September 30, 2008
By Gregg Hutto, All That Is Man, ZZ

Peak by Roland Smith is a story about a troubled young boy who cannot control his desire to climb. The novel begins with Peak climbing a skyscraper in New York, when all of the sudden a police helicopter appears behind him. Peak’s sentence is very unusual; he is sent to live with his dad on Mount Everest. The rest of the novel is about Peak struggling with the challenges of the mountain, himself, and his father.
Peak, a fourteen year old boy, lives in New York with his mom, step-dad, and younger twin sisters. In the beginning, he is very selfish, and does not think highly about anyone: “…But you don’t get to pick your name or your parents.” (Smith 1). This quote shows that Peak is not thrilled with the parents he was born to, or the name they gave him when he was born. After he is convicted, Peak changes to thinking about his family and how climbing has changed his life. The unselfishness he acquires follows Peak to Everest, where he makes the ultimate sacrifice to help a friend, thus showing his moral fiber.
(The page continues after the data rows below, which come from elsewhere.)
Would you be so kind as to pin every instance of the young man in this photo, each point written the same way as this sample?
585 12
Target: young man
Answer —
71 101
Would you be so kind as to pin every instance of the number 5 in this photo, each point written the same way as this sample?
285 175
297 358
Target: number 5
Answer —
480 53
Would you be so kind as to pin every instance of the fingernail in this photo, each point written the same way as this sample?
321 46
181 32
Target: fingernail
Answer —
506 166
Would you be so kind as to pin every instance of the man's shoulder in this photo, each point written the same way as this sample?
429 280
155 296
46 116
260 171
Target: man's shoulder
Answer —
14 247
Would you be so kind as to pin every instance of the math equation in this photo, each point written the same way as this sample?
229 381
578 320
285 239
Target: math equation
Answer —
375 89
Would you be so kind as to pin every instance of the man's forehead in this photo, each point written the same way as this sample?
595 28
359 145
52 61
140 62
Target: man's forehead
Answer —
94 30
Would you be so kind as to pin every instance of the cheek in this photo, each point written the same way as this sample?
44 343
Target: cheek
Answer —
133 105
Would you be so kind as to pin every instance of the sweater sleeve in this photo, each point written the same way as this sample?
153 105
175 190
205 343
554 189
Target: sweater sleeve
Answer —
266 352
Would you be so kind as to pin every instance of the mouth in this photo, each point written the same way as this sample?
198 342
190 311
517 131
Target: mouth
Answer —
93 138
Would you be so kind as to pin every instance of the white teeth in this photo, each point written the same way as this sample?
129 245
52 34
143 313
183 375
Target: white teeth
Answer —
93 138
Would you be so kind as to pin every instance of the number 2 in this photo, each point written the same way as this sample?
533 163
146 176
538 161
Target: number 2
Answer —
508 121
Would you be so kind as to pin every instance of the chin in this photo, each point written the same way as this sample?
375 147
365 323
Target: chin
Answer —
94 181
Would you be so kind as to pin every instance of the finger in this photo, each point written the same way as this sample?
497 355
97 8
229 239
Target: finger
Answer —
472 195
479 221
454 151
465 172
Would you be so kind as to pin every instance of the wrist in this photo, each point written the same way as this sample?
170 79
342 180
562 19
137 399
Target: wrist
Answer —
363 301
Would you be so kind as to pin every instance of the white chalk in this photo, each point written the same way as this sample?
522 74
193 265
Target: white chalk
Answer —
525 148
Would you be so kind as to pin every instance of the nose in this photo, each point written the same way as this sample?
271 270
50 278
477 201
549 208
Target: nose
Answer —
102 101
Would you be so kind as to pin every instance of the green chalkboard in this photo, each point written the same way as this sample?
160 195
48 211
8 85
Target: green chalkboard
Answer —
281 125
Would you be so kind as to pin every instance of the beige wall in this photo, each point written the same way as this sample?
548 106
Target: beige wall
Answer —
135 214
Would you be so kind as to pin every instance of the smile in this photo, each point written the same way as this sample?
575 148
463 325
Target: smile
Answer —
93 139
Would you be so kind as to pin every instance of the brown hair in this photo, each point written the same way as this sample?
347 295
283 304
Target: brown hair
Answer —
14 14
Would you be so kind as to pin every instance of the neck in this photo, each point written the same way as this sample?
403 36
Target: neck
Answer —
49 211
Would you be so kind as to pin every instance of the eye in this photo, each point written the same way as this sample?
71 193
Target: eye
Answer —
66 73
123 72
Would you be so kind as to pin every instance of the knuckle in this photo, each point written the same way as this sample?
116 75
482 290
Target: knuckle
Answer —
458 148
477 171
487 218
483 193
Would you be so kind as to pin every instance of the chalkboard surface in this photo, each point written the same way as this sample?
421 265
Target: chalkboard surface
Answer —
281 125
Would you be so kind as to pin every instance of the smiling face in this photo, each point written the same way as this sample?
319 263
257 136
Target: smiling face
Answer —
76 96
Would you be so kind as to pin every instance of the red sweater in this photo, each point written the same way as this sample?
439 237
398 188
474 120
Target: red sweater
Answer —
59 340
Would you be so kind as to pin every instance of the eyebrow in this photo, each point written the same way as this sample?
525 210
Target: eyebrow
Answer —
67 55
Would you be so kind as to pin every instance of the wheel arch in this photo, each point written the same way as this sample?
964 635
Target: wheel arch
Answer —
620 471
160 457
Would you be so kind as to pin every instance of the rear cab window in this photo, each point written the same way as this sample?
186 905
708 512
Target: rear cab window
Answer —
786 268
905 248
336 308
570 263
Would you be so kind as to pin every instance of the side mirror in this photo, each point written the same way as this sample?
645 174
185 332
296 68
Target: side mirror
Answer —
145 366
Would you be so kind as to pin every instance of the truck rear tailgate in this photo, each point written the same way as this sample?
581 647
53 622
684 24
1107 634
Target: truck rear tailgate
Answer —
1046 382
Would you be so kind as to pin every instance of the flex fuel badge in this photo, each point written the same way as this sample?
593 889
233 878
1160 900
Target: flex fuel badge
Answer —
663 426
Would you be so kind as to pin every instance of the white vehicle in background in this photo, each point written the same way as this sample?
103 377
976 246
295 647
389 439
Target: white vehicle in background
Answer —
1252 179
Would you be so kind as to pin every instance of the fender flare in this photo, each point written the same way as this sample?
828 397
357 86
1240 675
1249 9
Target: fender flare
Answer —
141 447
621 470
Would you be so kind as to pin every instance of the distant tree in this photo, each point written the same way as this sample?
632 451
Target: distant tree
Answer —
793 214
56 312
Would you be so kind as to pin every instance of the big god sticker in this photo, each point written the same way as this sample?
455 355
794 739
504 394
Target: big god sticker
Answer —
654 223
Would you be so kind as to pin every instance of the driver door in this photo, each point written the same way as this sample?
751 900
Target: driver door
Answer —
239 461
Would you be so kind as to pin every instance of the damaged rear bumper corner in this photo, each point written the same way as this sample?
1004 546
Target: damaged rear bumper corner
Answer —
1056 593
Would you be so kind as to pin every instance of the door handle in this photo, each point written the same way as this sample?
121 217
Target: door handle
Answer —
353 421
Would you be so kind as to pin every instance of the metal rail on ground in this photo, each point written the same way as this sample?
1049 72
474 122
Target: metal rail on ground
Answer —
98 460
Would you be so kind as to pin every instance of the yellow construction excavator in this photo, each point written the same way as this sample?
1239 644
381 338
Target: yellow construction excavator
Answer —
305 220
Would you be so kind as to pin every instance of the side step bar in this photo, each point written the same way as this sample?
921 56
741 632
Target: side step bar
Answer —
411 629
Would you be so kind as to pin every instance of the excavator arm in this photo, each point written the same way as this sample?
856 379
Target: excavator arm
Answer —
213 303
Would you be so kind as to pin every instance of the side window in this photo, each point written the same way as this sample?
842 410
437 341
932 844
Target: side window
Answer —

The central conflict in the novel is between Peak and the mountain. Most of the conflict is physical, but there is a mental aspect also. The physical aspect is climbing the mountain; the mental factor is having the fortitude to help a friend at 29,000 feet. Would you sacrifice your dream to help a pal reach theirs? Can he make it to the summit of the mountain? Will he die like some of the other climbers trying to reach the summit? These are some of the questions which Peak asks himself on Everest.
I would recommend the novel Peak by Roland Smith, because the writer has a unique way of gripping the reader and keeping the reader hooked until the very end. The language Smith uses is simple, yet powerful, and adds to the novel’s entertainment. An example of his language is “To reach the top you must have resolve, muscles, skill, and…A FACE!” (Smith 5). In this quote, Smith shows how two simple words, “a face”, can put tons of meaning and emphasis into a statement. Peak is a quick read and a wonderful work of fiction. This book is for readers who enjoy action and sadness in the same story. I would definitely read this book for a second time.